We often hear that, ‘Today, things are changing faster than they ever have.’ But my view is actually to look at it a bit differently and say, ‘Things are changing at a slower pace today than they ever will again.

Leading through change

Bruno admitted he wasn’t all that aware of AIA Canada and its purpose until he joined the association. How many others are currently in the same boat he was?

It comes down to awareness and asking the industry how the group can help them, Bruno said. Whether it’s creating awareness of an issue, helping them not feel overwhelmed or identifying a business opportunity, AIA Canada can play a role for its members. The message needs to get out.

“Sometimes we need to push people. Sometimes we need to push ourselves,” Bruno said.

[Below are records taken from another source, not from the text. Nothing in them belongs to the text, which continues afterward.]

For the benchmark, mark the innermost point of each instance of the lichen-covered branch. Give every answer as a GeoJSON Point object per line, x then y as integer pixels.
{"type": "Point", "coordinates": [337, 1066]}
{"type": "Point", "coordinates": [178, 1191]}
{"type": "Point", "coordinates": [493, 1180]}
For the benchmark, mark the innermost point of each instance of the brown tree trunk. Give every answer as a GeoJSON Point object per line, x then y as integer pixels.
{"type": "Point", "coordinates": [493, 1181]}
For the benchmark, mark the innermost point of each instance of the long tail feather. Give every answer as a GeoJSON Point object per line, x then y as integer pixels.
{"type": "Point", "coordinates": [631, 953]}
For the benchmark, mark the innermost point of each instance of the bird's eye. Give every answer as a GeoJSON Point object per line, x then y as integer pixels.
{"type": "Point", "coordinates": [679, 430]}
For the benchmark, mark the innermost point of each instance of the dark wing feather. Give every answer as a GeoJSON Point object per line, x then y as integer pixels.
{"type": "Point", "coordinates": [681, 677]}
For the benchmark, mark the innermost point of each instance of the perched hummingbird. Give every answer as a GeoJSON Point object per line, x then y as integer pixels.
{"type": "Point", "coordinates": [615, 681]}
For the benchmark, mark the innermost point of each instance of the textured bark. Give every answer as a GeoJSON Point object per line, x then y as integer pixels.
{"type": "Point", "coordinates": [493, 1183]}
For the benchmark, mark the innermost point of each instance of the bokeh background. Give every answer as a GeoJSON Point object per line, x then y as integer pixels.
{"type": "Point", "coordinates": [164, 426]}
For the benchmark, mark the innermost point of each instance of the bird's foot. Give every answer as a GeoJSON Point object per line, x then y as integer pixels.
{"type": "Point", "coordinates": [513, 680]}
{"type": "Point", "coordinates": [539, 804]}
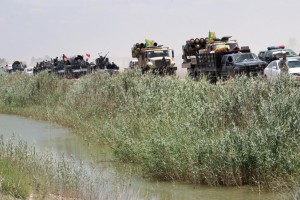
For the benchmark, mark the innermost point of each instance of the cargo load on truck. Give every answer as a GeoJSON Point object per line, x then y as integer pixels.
{"type": "Point", "coordinates": [153, 57]}
{"type": "Point", "coordinates": [205, 56]}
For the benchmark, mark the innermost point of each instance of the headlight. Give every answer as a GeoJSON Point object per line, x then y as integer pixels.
{"type": "Point", "coordinates": [150, 64]}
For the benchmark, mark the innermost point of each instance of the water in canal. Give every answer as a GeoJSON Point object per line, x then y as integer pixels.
{"type": "Point", "coordinates": [48, 137]}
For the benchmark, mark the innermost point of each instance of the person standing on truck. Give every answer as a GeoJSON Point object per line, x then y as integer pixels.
{"type": "Point", "coordinates": [282, 63]}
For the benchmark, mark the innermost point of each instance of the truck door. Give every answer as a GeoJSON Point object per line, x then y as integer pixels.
{"type": "Point", "coordinates": [227, 65]}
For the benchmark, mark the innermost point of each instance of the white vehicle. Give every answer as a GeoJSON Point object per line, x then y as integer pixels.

And relevance will be important with so much change on the industry’s doorstep. Bruno doesn’t see change as a challenge though. He sees everything as an opportunity.

“We often hear that, ‘Today things are changing faster than they ever have,’” Bruno said. “But my view is actually to look at it a bit differently and say, ‘Things are changing at a slower pace today than they ever will again.’”

So the industry needs to embrace change. “Because if we’re not embracing that change, we’re resisting it,” Bruno said.

Take electric vehicles. Rather than dwell on the challenges they present, he sees the business opportunities that are being created, such as higher-margin jobs and cleaner work.

Even in gas-powered vehicles, he pointed to all the electronic components they have these days. “I don’t think there’s too many newer cars where you’re doing engine overhauls,” Bruno said. There’s opportunity to expand service offerings.

He brought up operational changes that can benefit a shop, such as cutting back on energy usage — if a shop can find ways to be more environmentally friendly, the return on investment can be great. Plus, to his earlier point, doing so would get the industry ahead of government requirements that come down the line.

“With all these changes, there’s new opportunity,” Bruno said. “And I think it’s an exciting time.”